DeSantis’s hold on second place is coming under an increasing challenge from Nikki Haley, the former South Carolina governor who has impressed at debates. Haley’s time as U.S. ambassador to the United Nations also gives her added authority on foreign policy.

Now the question is whether Trump’s remarks give the Florida governor an opening with the Iowa caucuses three months away. 

The Trump campaign defended itself on social media Thursday, writing from its War Room account that “smart does not equal good” and that Trump “was clearly pointing out how incompetent Biden and his administration were by telegraphing to the terrorists an area that is susceptible to an attack.”

The hasty defense may betray some nervousness on the campaign’s part. Feelings are raw, in the United States as well as in Israel, about the brutality of the surprise attack by Hamas on Saturday that killed around 1,200 Israelis. As of Thursday afternoon, more than 1,400 Palestinians had been killed in Israeli reprisals.

Still, for all the sensitivity of the issue, two facts remain salient. 

First, Trump’s polling lead in the GOP primary is enormous — 45 points in the RealClearPolitics national average. Second, the former president has emerged unscathed from controversies on sensitive topics before, going all the way back to his disparaging comments early in his 2016 campaign about the late Sen. John McCain (R-Ariz.) being captured during the Vietnam War.

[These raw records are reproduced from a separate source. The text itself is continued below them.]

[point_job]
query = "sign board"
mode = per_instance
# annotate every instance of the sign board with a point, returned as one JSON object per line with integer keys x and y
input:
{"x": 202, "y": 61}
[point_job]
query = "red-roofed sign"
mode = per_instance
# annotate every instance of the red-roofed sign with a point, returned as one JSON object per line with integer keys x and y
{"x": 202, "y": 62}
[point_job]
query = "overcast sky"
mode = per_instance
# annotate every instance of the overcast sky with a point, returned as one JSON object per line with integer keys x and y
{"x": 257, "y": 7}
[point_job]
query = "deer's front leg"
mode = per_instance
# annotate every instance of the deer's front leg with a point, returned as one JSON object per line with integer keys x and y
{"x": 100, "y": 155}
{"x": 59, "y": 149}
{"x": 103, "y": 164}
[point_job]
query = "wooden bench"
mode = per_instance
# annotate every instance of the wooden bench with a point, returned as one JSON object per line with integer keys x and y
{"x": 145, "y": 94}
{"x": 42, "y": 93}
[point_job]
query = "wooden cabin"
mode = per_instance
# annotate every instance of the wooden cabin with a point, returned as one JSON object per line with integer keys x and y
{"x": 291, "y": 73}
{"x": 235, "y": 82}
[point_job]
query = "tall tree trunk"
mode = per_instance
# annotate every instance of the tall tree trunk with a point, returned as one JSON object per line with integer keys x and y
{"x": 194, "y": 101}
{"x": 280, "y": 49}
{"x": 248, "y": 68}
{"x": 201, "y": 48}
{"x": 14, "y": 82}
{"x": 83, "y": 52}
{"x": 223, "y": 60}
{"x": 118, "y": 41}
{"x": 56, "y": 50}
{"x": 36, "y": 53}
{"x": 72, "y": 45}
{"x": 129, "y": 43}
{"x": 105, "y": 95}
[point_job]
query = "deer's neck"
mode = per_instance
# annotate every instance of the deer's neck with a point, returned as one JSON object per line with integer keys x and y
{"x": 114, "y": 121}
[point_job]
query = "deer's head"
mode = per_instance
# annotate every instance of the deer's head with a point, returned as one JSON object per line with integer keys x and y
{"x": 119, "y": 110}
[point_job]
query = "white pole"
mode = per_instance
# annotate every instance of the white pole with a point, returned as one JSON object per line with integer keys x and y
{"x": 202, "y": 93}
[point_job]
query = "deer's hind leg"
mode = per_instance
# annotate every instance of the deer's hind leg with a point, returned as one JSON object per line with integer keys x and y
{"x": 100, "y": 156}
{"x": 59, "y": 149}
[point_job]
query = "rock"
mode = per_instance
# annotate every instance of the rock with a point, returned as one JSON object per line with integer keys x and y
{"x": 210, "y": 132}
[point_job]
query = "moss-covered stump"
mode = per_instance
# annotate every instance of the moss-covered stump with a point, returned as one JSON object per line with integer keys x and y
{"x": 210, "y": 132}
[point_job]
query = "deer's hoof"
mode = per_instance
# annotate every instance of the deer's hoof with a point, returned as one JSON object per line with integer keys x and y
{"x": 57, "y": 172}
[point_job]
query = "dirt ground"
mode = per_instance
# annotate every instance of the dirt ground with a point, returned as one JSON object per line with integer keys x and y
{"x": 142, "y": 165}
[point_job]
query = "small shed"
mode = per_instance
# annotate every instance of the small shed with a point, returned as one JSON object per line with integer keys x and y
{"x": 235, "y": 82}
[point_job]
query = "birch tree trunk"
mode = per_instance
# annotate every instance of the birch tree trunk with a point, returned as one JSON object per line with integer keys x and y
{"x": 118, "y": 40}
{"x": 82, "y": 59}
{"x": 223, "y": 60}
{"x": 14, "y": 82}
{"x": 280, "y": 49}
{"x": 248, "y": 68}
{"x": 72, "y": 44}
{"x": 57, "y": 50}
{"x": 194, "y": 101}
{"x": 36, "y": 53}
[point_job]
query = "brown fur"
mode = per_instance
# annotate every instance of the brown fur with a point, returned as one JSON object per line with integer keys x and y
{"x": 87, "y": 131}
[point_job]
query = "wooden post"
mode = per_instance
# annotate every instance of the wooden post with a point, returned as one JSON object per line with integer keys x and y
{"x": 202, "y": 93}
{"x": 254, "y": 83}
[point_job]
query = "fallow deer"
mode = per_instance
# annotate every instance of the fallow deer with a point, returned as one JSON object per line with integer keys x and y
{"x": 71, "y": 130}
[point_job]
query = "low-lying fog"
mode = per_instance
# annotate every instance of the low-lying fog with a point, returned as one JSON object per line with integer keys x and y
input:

Even some ardent Trump critics question whether this time will really be different.

Trump “ought to just keep his mouth shut,” said Rick Tyler, a GOP consultant who was communications director for Sen. Ted Cruz’s (R-Texas) 2016 presidential campaign. “But unfortunately, foreign policy rarely makes a difference in Republican primaries.”

John “Mac” Stipanovich, a longtime GOP operative in Florida and a strong Trump critic, called the former president’s comments “stupid.” But he also acknowledged that they might not carry a lasting impact amid a crisis that has taken such a huge human toll.

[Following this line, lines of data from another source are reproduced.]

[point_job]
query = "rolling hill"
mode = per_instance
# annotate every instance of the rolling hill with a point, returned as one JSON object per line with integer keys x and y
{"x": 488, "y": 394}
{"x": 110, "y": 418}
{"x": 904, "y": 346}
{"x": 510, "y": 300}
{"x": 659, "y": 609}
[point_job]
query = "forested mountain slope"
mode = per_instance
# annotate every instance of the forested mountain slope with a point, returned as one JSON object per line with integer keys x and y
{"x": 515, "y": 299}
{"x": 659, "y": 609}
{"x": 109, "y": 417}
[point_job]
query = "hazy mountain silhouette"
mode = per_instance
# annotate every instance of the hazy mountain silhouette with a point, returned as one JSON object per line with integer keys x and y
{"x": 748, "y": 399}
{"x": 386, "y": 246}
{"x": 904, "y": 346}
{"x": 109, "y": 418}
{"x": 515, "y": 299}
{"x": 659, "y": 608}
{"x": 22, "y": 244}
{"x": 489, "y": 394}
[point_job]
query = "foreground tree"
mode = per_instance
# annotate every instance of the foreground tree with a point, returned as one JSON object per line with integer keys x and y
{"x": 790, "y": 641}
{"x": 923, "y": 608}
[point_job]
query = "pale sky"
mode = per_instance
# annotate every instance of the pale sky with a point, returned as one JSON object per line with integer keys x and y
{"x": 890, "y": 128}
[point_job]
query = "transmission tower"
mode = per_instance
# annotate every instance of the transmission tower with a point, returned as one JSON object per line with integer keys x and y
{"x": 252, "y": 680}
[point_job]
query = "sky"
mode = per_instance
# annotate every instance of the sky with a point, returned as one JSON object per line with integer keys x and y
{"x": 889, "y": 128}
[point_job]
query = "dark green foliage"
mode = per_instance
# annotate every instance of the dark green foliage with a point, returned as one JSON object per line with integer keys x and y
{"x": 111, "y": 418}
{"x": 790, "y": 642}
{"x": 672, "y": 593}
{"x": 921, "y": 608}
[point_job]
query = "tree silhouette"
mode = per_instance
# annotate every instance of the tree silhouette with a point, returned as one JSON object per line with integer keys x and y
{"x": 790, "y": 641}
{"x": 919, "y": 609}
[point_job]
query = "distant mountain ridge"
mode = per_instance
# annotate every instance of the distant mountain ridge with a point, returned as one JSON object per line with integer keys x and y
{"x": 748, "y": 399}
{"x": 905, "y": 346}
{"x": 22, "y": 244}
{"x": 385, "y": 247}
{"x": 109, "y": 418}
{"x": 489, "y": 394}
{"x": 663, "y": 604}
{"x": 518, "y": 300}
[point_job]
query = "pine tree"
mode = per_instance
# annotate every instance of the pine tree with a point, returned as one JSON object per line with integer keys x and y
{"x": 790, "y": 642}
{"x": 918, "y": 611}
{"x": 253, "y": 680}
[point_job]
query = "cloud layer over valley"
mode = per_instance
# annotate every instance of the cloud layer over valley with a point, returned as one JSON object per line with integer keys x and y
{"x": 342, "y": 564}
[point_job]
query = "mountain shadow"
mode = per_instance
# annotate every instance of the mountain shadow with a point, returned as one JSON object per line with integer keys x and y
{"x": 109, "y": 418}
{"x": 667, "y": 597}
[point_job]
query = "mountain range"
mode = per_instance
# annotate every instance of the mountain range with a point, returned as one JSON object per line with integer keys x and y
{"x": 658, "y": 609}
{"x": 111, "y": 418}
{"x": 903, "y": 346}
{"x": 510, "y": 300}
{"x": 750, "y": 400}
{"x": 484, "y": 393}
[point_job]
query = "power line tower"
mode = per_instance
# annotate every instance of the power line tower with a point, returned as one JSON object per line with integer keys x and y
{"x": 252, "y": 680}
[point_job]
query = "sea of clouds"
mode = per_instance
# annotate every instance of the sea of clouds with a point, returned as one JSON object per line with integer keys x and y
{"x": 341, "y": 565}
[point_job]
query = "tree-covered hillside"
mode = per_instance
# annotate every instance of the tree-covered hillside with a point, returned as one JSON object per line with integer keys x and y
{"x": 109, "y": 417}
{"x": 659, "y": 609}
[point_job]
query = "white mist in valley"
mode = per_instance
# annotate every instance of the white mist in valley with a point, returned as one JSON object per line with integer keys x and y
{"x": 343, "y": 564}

“What happened in Israel is just so horrific, so awful, that Trump saying something stupid on the margins I don’t think is going to be fatal for him by any means,” Stipanovich said.

Some voices in Israel are in no mood to shrug Trump’s comments off, however.

Shlomo Karhi, Israel’s communications minister, told Israeli television that the former president’s speech was “shameful” because of the way it “abets propaganda and disseminates things that wound the spirit of Israel’s fighters and its citizens.”